As long as story captures our interest we have an almost infinite capacity to hear and repeat it. In today’s economy those who market and advertise know the power of story. It seems that story is one of the most powerful and effective tools that we have at our disposal to convey information with which we may engage people. An audience may be immersed in the story that provides them with the information that they need to take an action. More
Stories are not just a bunch of fragmented stuff that just happens. Stories are moving accounts that are headed for a destination. So when we hear or tell a story, it is a whole entity. We need to guard against putting fragments together (Wright, Scripture and the Authority of God, 20.) that produce the creation of a different story and then pass it off as if it were God’s story.

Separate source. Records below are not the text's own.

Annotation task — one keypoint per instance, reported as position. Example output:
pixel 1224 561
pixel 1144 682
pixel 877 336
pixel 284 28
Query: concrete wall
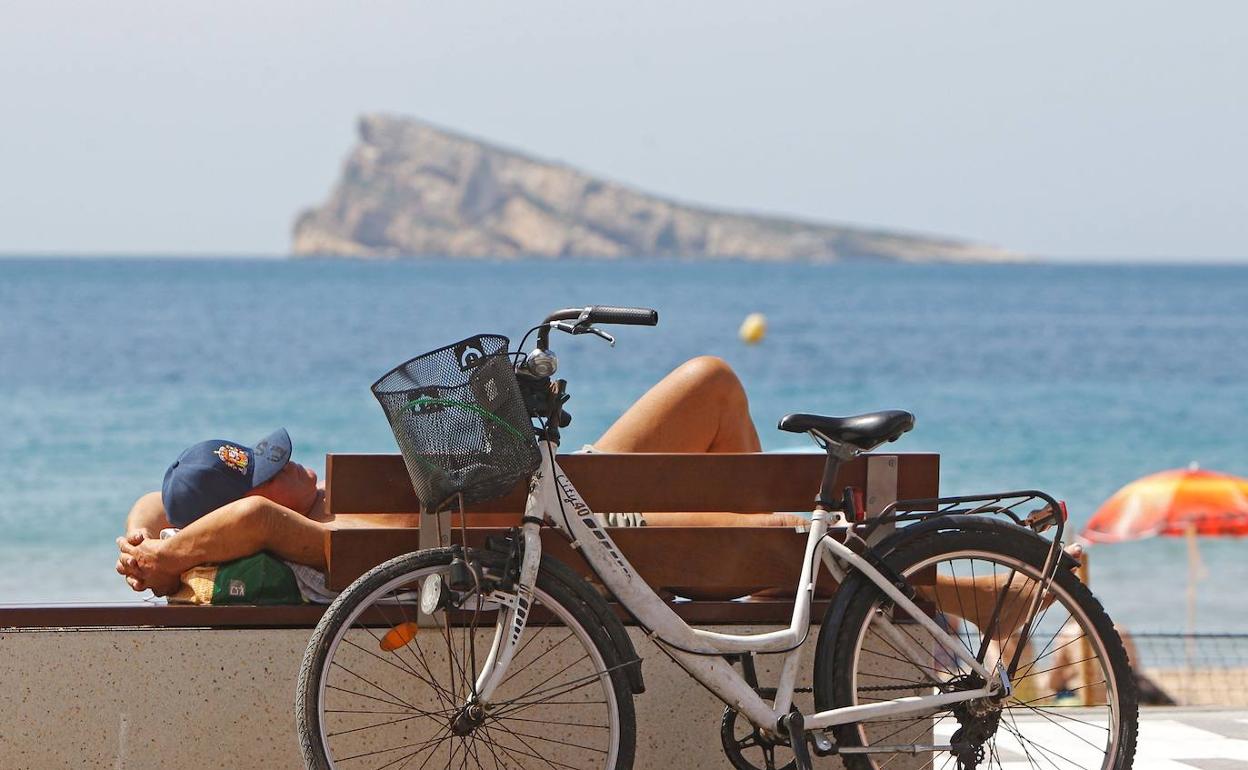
pixel 147 699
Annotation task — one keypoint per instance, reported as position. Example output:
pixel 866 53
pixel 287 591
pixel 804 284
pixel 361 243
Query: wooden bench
pixel 229 672
pixel 709 564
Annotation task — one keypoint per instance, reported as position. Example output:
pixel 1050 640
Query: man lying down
pixel 227 501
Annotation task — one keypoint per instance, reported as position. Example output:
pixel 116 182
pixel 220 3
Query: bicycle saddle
pixel 862 431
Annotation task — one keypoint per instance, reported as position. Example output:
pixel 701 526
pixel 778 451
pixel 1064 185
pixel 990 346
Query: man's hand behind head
pixel 141 564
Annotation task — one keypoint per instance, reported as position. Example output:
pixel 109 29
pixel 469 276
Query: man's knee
pixel 711 375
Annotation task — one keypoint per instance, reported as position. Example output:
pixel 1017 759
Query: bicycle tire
pixel 845 655
pixel 547 729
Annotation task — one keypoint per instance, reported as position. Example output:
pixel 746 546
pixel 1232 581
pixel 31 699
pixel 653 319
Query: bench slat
pixel 741 483
pixel 689 560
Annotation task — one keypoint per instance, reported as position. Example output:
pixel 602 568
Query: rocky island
pixel 411 189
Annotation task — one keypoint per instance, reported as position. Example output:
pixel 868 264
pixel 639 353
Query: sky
pixel 1107 130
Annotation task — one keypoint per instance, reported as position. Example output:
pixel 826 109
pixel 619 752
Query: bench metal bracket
pixel 881 491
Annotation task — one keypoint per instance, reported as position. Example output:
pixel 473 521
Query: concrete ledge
pixel 176 698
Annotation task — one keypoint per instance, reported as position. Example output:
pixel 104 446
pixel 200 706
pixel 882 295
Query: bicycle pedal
pixel 795 726
pixel 823 745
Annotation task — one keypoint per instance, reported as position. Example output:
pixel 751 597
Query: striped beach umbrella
pixel 1186 503
pixel 1181 502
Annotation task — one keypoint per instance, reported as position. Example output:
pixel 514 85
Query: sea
pixel 1075 380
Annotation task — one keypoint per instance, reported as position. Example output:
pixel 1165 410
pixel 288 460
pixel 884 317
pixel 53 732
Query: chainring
pixel 735 748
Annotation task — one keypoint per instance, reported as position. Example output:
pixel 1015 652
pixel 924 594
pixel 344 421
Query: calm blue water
pixel 1075 380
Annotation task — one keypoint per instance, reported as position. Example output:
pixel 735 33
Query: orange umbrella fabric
pixel 1173 503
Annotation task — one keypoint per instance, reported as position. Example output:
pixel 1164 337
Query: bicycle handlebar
pixel 602 313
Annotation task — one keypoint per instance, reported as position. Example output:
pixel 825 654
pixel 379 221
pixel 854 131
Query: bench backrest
pixel 698 562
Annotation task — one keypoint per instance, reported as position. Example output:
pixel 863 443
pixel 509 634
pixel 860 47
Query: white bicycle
pixel 964 639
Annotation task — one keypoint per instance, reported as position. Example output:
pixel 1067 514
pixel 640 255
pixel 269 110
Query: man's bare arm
pixel 231 532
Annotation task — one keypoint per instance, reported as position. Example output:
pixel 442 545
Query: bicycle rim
pixel 1063 711
pixel 382 708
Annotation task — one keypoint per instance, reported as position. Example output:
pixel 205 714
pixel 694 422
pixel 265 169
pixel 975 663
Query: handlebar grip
pixel 629 316
pixel 602 313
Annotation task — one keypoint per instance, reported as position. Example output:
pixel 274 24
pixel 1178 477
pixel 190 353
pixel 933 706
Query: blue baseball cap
pixel 216 472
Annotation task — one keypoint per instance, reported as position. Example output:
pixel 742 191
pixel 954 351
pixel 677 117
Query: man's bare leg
pixel 699 407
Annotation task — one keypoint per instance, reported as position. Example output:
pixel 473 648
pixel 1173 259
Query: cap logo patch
pixel 232 457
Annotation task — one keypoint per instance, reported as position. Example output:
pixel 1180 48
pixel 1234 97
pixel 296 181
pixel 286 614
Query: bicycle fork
pixel 512 622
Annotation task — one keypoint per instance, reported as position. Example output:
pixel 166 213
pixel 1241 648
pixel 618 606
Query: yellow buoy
pixel 753 328
pixel 398 635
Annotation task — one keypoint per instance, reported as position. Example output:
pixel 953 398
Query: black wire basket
pixel 459 421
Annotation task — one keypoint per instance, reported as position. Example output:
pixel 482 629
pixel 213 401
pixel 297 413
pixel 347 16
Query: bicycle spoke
pixel 393 706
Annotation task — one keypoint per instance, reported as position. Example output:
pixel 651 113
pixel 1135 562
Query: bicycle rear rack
pixel 1050 513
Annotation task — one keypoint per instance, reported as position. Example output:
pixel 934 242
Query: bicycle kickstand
pixel 795 726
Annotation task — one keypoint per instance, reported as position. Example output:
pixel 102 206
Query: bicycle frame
pixel 553 498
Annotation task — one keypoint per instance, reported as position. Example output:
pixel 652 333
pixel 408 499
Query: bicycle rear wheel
pixel 1073 699
pixel 378 692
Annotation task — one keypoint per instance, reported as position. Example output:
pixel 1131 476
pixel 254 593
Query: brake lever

The Story of God that Scripture presents is to be told as a challenge to the story of the present world. God’s EPIC Adventure is subversive and will subvert the dominant paradigm when told and enacted. The telling and living of this Story challenges the authority of this present evil age. In telling and living God’s Story we are undermining the current worldview of what the world is and offering the world a new worldview. The Story we tell and live is that there is only one God. He is the creator of all that there is. He not only created the world, but he lives within his creation. He is not up there and we are down here (dualism). He is not a landlord who made the world and left it to run on its own (deism). He is not an absentee landlord (agnosticism). He is not absent (atheism). (N. T. Wright, Bringing the Church to the World (Minneapolis, MN: Bethany House Publishers, 1992), 21.) This Creator God is transcendent over his creation and is deeply wounded by its fall away from goodness to sinfulness. He was loving enough that he was willing to get his hands dirty, as it were, to bring about its recreation.

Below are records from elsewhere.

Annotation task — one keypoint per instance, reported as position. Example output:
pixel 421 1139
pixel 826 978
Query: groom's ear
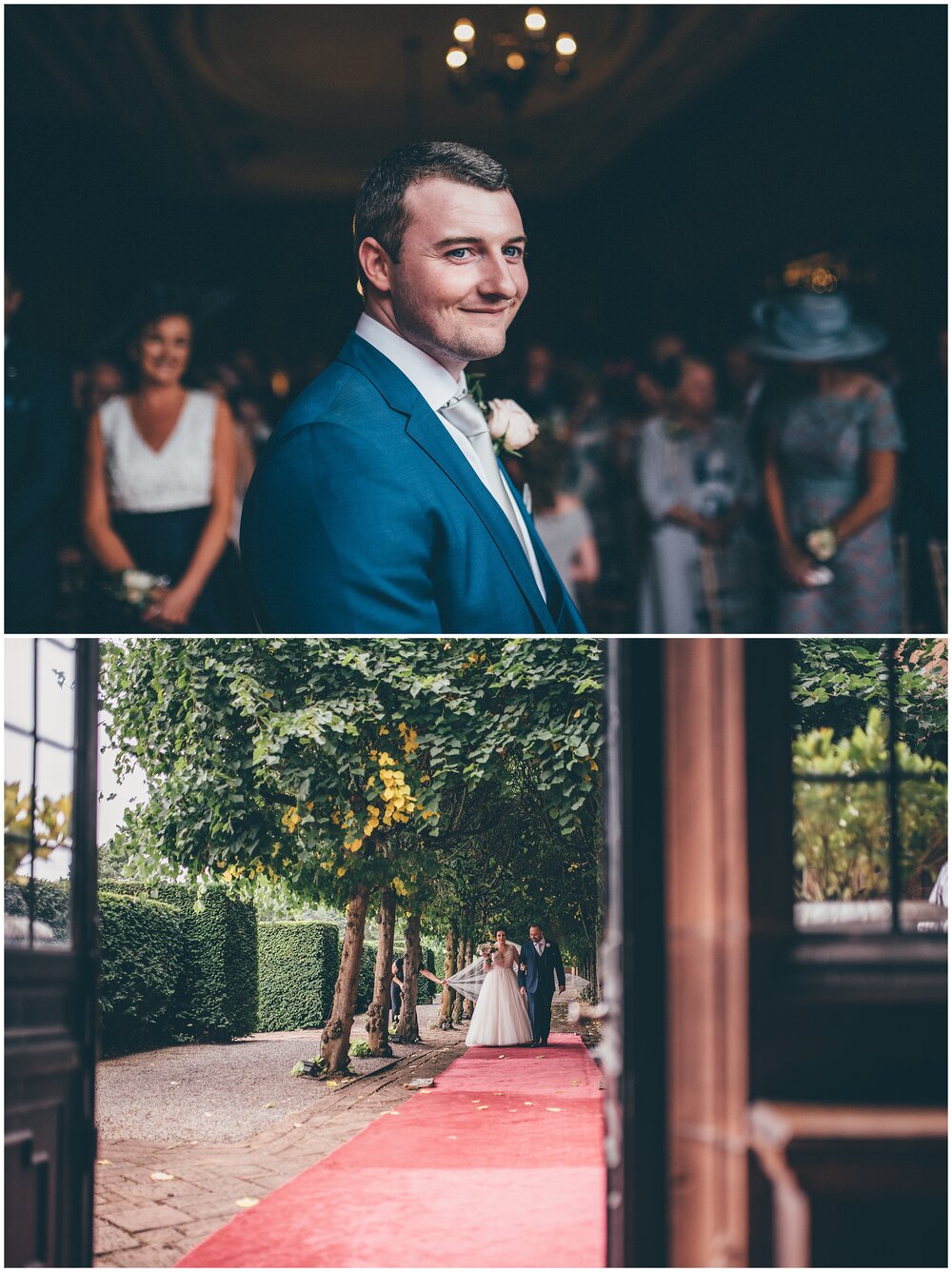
pixel 376 264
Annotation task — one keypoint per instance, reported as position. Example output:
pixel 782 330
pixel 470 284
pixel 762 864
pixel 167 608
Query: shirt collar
pixel 432 382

The Story of God is about the world that was created by God and functions as an open invitation for all who choose to participate. The hearer can make the Story his or her own by turning away from idols that hinder one from making the Story one’s own and worshiping the God who is revealed in this Story. (Wright, Bringing the Church to the World, 152).
Knowing the Story is not an end in itself. The Story is there so that the Creator God may be glorified and that his creation may be redeemed. It is our task to be the vehicles through whom this magnificent Story is told and retold, not just in words but also with drama, art, or any form of creative expression. We have been entrusted with a great and wonderful privilege.